The US Army has successfully deployed its new aerostat-based radar surveillance system over Aberdeen Proving Ground in Maryland, with the system to be used to monitor incoming threats over Washington DC.
Following first flight on 27 December, the Raytheon joint land attack cruise missile defence elevated netted sensor (JLENS) system will be integrated with North American Aerospace Defense Command (NORAD) and US Northern Command (NORTHCOM), and will be used to survey the US East Coast and detect potential threats.
The first aerostat was inflated on 14 December, after which the radar system was installed. Now it is flying it will take a few days for the radar to become active.
“We have a long list of checks that we have to do as we power up the system,” says Doug Burgess, JLENS programme manager at Raytheon. “[Now] it is up and flying, Raytheon will initially operate it and then hand it over [to NORAD].”
The two-aerostat JLENS orbit consists of fire control and surveillance radars sitting at 10,000ft which are capable of detecting incoming missiles and unmanned air vehicles from some 295nm (546km) away.
Only the first aerostat in the deployed JLENS system is flying, but the second is expected to become operational in 2015, Burgess says. “We should be notionally ready by the end of January,” he adds. The radar system for the second aerostat is ready.
The two systems will be placed some 4km apart in order to avoid the two tethers crossing in high winds. One JLENS orbit takes six people to inhaul/exhaul the system, and a team of three to four to operate.

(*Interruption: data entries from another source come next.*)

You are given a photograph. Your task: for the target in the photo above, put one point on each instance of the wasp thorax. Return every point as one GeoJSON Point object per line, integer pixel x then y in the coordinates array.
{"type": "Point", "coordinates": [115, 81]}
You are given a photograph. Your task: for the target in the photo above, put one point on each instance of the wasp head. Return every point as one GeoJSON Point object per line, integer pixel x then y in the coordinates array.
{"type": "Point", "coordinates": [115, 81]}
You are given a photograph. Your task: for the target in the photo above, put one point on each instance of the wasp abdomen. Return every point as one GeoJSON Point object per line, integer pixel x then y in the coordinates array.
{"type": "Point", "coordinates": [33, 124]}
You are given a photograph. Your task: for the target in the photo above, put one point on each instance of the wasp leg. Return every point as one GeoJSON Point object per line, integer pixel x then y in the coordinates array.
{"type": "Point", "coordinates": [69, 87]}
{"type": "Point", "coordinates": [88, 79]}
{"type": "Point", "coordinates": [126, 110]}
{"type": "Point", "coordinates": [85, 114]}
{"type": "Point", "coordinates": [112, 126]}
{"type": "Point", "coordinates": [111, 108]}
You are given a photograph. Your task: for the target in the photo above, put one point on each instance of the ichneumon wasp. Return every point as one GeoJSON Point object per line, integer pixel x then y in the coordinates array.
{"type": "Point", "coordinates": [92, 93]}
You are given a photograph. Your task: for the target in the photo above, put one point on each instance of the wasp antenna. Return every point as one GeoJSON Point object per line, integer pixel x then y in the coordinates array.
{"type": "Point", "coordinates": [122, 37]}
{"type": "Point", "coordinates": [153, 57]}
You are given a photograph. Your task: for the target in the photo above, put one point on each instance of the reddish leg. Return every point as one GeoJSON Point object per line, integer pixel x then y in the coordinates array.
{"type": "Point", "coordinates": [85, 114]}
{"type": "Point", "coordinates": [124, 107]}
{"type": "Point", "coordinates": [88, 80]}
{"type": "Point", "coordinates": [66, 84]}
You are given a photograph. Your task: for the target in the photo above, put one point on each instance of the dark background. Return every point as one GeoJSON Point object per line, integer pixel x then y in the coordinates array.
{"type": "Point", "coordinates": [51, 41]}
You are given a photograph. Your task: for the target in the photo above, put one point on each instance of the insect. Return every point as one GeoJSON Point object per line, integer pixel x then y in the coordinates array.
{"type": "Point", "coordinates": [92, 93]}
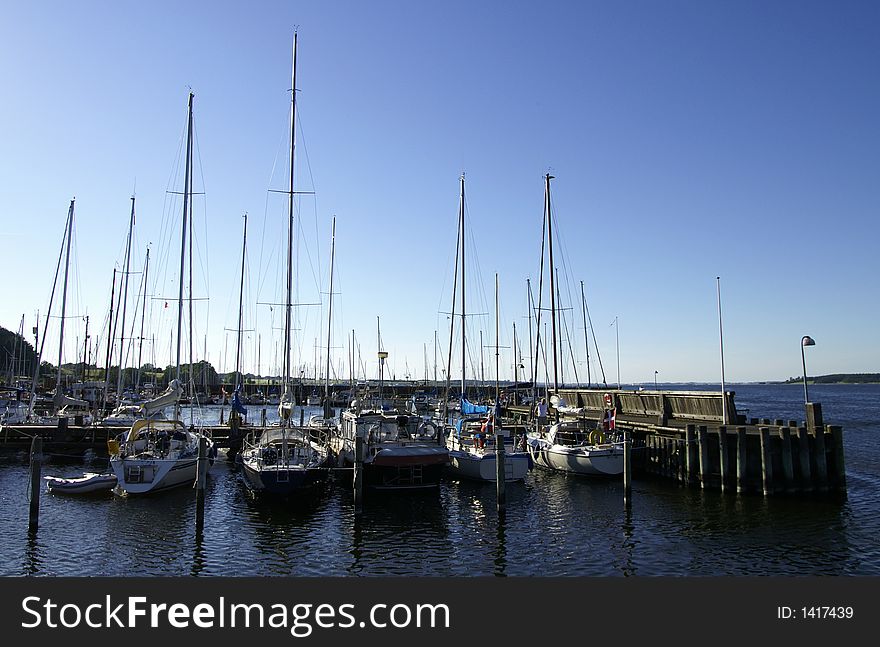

Two JLENS systems have been developed, the second of which has entered the army’s strategic reserve.
Under the instruction of NORTHCOM, the army’s A Battery, 3rd Air Defence Artillery will operate the system. Full operational capability for the JLENS is expected around April.
JLENS aerostats will be operated on a 30-day nominal deployment, after which they will be brought down for maintenance before being elevated again.